As part of our ministry, we do laundry for clients. On a cold night recently, we served 29 people with food, snacks, new-to-them-clothing [needs.streetyouthministry.org], many of whom did laundry. We actually ran out of laundry money and were saying no to a couple folks. And then one of the participants remembered a $20 bill that had been passed to them earlier in the day as a gift. They donated it so we could do the last few loads. We cleaned up well (we’re welcome guests at the laundromat and want to keep it that way) and were leaving.
A client came in after ever with a small handful of clothing, proclaiming “I’m too late.” I decided to do his laundry, too. As we waited, I asked if he needed anything, pointing to the truck with donated clothing in the bed. He looked straight down at the ground and said, “Ummmm… no.” All his face muscles went slack, too. So I asked again and said, “You’re really welcome to anything we have that would help.” He still said, “No.” I told him what I noticed about his body language. He admitted, “It’s hard for me to accept things. I don’t need as much as maybe other people out here.”

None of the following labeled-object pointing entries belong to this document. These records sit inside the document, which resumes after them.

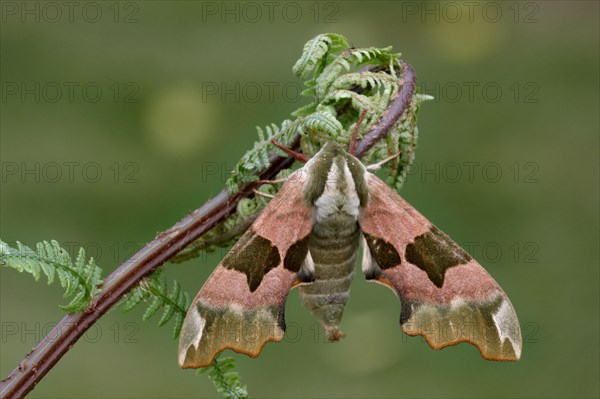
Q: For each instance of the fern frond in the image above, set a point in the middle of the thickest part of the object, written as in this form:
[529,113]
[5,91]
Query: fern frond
[154,288]
[315,53]
[258,157]
[352,58]
[226,381]
[81,279]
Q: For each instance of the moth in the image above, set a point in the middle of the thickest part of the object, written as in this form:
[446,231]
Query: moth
[308,237]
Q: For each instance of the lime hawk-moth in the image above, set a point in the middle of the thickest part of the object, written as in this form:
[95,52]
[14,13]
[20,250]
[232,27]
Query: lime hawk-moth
[308,237]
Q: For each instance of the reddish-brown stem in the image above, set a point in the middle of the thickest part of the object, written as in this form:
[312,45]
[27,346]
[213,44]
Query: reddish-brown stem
[298,156]
[66,333]
[352,146]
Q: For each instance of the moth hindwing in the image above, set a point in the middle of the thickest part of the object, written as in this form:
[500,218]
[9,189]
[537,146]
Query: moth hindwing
[308,236]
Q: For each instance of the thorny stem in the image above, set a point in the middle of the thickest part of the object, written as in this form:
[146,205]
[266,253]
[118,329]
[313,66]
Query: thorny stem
[166,245]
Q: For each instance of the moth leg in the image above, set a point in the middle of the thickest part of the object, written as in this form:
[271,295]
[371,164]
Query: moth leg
[379,164]
[270,196]
[306,274]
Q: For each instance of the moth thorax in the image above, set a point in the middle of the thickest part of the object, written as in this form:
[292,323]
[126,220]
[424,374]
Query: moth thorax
[339,198]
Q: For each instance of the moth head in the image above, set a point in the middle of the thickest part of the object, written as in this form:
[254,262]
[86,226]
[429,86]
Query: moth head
[335,165]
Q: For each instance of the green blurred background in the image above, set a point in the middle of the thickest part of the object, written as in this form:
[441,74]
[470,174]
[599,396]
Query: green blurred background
[119,118]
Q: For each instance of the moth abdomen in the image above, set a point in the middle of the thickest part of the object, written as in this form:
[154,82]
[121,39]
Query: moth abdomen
[333,254]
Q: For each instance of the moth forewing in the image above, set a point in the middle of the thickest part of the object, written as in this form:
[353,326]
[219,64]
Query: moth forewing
[446,295]
[241,305]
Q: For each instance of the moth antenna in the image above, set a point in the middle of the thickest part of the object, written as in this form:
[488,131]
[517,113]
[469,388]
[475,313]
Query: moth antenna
[297,156]
[352,148]
[256,192]
[379,164]
[275,181]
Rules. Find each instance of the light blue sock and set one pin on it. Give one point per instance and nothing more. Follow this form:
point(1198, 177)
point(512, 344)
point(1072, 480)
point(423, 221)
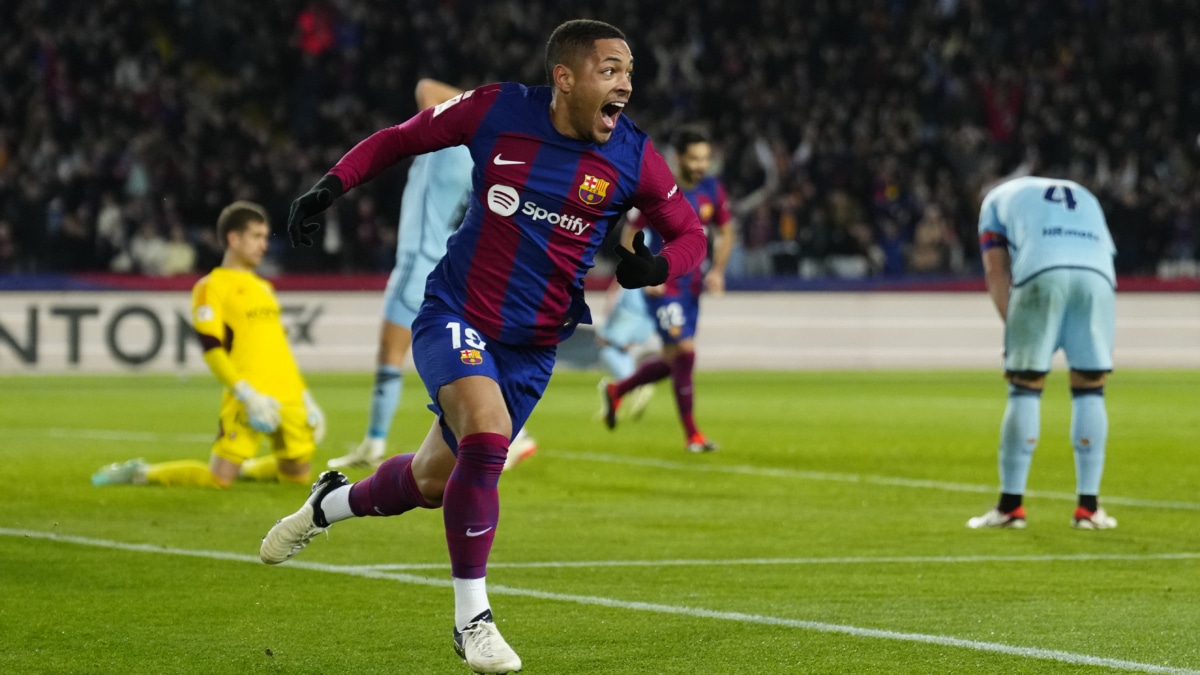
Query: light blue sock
point(384, 400)
point(621, 364)
point(1089, 435)
point(1019, 437)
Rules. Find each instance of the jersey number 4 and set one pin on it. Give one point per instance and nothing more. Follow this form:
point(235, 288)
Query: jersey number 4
point(1067, 198)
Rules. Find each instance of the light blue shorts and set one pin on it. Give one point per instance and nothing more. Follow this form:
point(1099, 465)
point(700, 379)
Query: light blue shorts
point(1068, 308)
point(406, 287)
point(629, 323)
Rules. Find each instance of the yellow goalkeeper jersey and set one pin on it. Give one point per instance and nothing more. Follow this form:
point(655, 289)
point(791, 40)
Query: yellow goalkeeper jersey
point(238, 310)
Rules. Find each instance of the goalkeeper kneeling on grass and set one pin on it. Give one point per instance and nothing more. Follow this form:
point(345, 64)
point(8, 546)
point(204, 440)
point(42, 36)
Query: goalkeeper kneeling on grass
point(237, 316)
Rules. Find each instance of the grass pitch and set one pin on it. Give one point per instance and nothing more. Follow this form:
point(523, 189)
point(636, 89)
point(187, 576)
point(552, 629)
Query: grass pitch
point(826, 536)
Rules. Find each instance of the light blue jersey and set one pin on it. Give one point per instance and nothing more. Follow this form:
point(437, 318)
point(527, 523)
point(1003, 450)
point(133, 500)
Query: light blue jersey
point(1063, 280)
point(1047, 223)
point(431, 209)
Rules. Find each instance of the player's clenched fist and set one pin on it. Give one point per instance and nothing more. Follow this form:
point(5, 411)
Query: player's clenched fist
point(315, 201)
point(262, 410)
point(640, 268)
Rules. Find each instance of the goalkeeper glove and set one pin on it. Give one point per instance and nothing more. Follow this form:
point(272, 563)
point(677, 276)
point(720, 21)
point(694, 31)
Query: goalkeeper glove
point(318, 198)
point(316, 417)
point(262, 410)
point(640, 268)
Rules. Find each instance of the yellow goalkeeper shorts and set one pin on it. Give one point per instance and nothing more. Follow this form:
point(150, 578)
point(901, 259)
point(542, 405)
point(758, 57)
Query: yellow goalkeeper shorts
point(237, 441)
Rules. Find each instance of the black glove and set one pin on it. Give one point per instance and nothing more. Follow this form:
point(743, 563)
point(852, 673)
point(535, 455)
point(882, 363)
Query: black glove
point(316, 199)
point(640, 268)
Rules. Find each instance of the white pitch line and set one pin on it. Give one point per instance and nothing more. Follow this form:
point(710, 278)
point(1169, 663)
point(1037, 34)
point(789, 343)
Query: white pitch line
point(768, 561)
point(678, 610)
point(893, 481)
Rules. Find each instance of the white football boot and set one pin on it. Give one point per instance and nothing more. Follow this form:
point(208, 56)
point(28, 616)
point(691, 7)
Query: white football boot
point(293, 532)
point(996, 518)
point(1096, 519)
point(484, 649)
point(367, 455)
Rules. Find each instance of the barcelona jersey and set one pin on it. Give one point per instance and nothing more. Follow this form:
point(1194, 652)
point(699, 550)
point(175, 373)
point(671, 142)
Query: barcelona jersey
point(540, 205)
point(712, 207)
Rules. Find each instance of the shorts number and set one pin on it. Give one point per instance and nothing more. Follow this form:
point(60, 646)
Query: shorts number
point(457, 336)
point(670, 316)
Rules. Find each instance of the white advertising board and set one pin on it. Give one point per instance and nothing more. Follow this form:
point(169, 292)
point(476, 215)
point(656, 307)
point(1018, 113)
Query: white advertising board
point(130, 332)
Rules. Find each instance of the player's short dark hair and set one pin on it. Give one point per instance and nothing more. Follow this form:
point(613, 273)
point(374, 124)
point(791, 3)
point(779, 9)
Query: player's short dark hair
point(575, 40)
point(238, 216)
point(687, 136)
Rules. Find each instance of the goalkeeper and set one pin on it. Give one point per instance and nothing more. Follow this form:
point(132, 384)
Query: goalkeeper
point(237, 316)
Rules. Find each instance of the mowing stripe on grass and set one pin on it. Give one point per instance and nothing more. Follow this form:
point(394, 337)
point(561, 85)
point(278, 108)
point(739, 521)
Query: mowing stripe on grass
point(753, 561)
point(892, 481)
point(699, 613)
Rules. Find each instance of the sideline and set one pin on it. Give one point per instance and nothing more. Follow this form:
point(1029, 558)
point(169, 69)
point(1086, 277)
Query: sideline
point(699, 613)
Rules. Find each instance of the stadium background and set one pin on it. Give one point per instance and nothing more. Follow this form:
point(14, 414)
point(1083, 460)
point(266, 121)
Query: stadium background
point(126, 125)
point(827, 533)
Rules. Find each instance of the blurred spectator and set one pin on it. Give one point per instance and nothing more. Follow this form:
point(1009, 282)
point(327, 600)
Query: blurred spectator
point(179, 256)
point(148, 250)
point(9, 255)
point(870, 113)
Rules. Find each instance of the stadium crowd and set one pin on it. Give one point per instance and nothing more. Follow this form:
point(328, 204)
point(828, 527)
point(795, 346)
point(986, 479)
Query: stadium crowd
point(126, 125)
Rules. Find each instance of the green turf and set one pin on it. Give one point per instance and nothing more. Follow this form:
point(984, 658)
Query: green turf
point(837, 503)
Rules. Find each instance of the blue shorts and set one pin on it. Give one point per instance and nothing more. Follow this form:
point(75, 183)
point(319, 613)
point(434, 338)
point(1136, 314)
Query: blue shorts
point(1067, 308)
point(406, 287)
point(675, 316)
point(447, 348)
point(629, 323)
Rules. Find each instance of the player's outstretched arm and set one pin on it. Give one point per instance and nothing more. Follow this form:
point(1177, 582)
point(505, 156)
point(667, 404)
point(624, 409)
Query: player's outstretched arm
point(318, 198)
point(997, 273)
point(639, 267)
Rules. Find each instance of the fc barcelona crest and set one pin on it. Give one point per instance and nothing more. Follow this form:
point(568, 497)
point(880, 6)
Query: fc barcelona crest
point(593, 190)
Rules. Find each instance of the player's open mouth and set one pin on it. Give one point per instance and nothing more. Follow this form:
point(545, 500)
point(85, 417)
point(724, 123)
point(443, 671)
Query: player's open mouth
point(610, 112)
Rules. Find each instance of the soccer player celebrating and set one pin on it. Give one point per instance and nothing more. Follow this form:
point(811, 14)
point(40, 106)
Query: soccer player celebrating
point(432, 207)
point(675, 305)
point(1048, 260)
point(555, 166)
point(237, 316)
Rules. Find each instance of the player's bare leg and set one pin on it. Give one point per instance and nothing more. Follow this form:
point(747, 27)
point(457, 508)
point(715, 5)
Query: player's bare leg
point(682, 357)
point(474, 410)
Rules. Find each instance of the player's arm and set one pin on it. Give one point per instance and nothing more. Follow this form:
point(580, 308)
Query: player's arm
point(659, 199)
point(431, 93)
point(263, 411)
point(635, 223)
point(450, 123)
point(997, 270)
point(997, 263)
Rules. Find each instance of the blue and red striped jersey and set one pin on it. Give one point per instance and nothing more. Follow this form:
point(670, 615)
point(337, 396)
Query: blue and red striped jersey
point(541, 203)
point(712, 205)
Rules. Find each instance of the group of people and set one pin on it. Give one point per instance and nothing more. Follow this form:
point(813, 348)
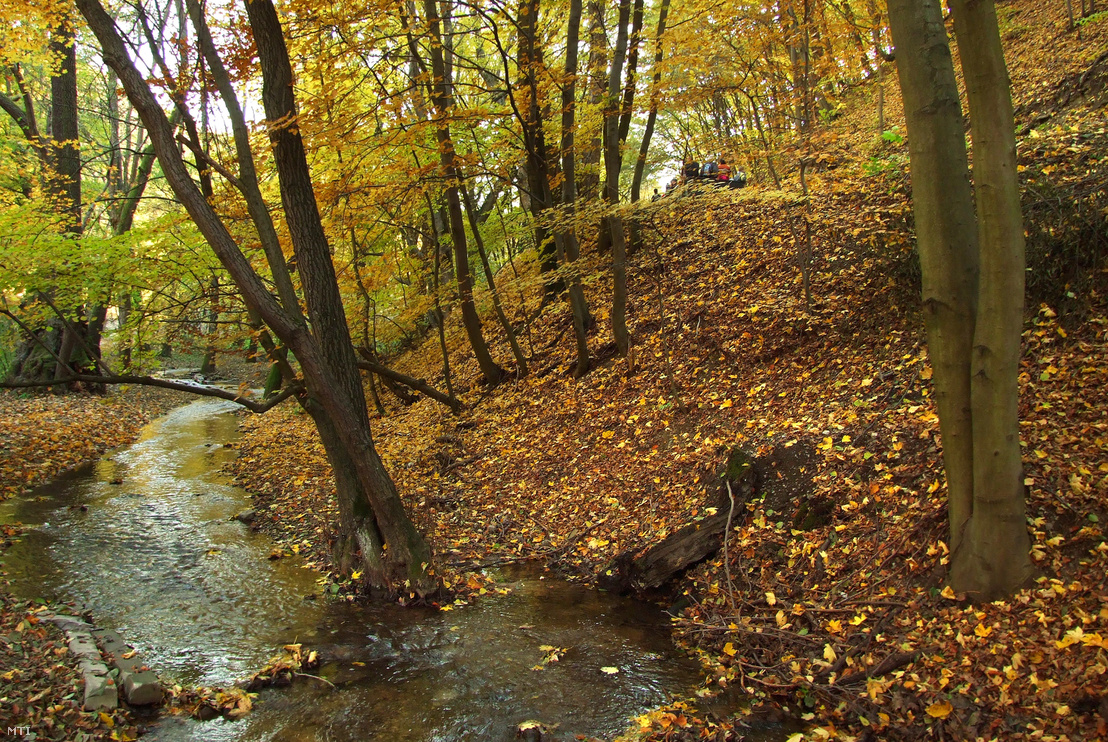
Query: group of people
point(709, 173)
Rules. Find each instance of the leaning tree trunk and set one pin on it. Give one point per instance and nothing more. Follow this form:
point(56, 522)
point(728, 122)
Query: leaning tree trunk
point(993, 559)
point(326, 356)
point(570, 249)
point(946, 233)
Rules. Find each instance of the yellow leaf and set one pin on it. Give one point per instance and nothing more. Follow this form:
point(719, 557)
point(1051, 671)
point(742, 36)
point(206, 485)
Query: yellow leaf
point(940, 710)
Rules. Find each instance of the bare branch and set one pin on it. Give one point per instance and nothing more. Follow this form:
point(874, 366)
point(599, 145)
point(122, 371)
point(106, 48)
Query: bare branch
point(165, 383)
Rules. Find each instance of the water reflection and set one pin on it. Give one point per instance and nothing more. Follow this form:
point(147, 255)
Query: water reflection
point(156, 556)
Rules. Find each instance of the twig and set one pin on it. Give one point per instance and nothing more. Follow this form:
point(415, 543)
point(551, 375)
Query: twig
point(727, 536)
point(305, 674)
point(164, 383)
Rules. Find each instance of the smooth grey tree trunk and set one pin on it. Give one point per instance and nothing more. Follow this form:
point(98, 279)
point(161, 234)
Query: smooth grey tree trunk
point(972, 287)
point(994, 557)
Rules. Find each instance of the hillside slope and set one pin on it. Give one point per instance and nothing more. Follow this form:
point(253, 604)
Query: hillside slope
point(831, 600)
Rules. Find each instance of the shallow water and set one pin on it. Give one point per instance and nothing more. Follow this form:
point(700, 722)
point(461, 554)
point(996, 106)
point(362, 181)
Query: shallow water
point(155, 555)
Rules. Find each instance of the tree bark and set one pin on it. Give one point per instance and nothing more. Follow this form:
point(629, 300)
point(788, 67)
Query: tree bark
point(973, 317)
point(993, 559)
point(326, 356)
point(946, 233)
point(442, 100)
point(652, 116)
point(612, 163)
point(570, 249)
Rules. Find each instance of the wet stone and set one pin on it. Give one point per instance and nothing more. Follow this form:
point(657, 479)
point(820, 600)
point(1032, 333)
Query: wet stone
point(100, 692)
point(142, 688)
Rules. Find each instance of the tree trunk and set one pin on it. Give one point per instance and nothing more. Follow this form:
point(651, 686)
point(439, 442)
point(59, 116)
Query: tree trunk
point(570, 249)
point(590, 186)
point(326, 356)
point(521, 362)
point(612, 162)
point(442, 100)
point(949, 248)
point(652, 116)
point(994, 558)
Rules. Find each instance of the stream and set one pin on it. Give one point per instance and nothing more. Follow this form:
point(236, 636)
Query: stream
point(144, 539)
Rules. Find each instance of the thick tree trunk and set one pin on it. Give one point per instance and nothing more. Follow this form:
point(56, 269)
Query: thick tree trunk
point(973, 322)
point(993, 559)
point(327, 357)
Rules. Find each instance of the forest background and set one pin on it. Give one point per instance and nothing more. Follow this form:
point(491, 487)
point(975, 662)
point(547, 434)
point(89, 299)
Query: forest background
point(783, 319)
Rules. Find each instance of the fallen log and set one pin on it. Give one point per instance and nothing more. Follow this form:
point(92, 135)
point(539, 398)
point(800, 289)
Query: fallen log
point(370, 363)
point(633, 572)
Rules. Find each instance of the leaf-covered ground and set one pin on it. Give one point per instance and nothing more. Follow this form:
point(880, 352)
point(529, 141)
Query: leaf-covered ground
point(831, 604)
point(40, 684)
point(42, 436)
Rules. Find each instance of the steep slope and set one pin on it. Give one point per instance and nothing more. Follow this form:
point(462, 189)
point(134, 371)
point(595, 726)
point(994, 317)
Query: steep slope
point(830, 600)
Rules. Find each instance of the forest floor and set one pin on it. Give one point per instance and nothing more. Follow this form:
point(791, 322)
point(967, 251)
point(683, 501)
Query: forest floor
point(828, 603)
point(41, 438)
point(831, 605)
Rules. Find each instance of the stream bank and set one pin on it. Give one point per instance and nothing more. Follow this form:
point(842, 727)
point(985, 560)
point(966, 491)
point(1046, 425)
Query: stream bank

We went inside from the cold, and I asked over the sound of the washing machines, “How can I be praying for you?” He considers himself Catholic, but said, “Praying is hard for me. I have to think so long about what to say.” I said loudly, “Dear God,… Hear us.” And then softly, “Now, we’re praying. Let’s just talk about what you want God to do in your life. That’s it.” He then began to tell about how much he depends on his car and that it’s broken down. He asked that he would get help to fix it himself. He then explained that he’s on the waiting list to get into Job Corps to finish high school and learn welding. He asked that it would go faster. Then he expressed anxieties about the type of people there: “I’m afraid they drink and use drugs, and the temptation might be too much for me.” So we prayed for good and clean friends there and for strength and self-control. Then he asked, “I want God to keep my father, step-mom and younger siblings safe at home.” He expressed a disconnection from them and an inability to share the truth with them. That led to an expression of guilt from leaving them and shame over the things he’s done on the streets. He’s not ready to go back, but he profoundly misses them and knows they miss him. We prayed for reconnection with his family in a safe way that didn’t necessarily mean quitting his quest for what his life it to become but rather meant connecting with their love and being able to give love. Then he prayed, “I want my mother to someday learn what being a mother should be.” We prayed for reconciliation and healing of wounds from this relationship.
Eventually his clothes were clean and dried and it was time for me to go home.
As I drove away, I thought, “Pretty good washing!” and prayed, “Thank you, Lord, for being washed clean, for the privilege of helping other to wash, and for the opportunity to serve.”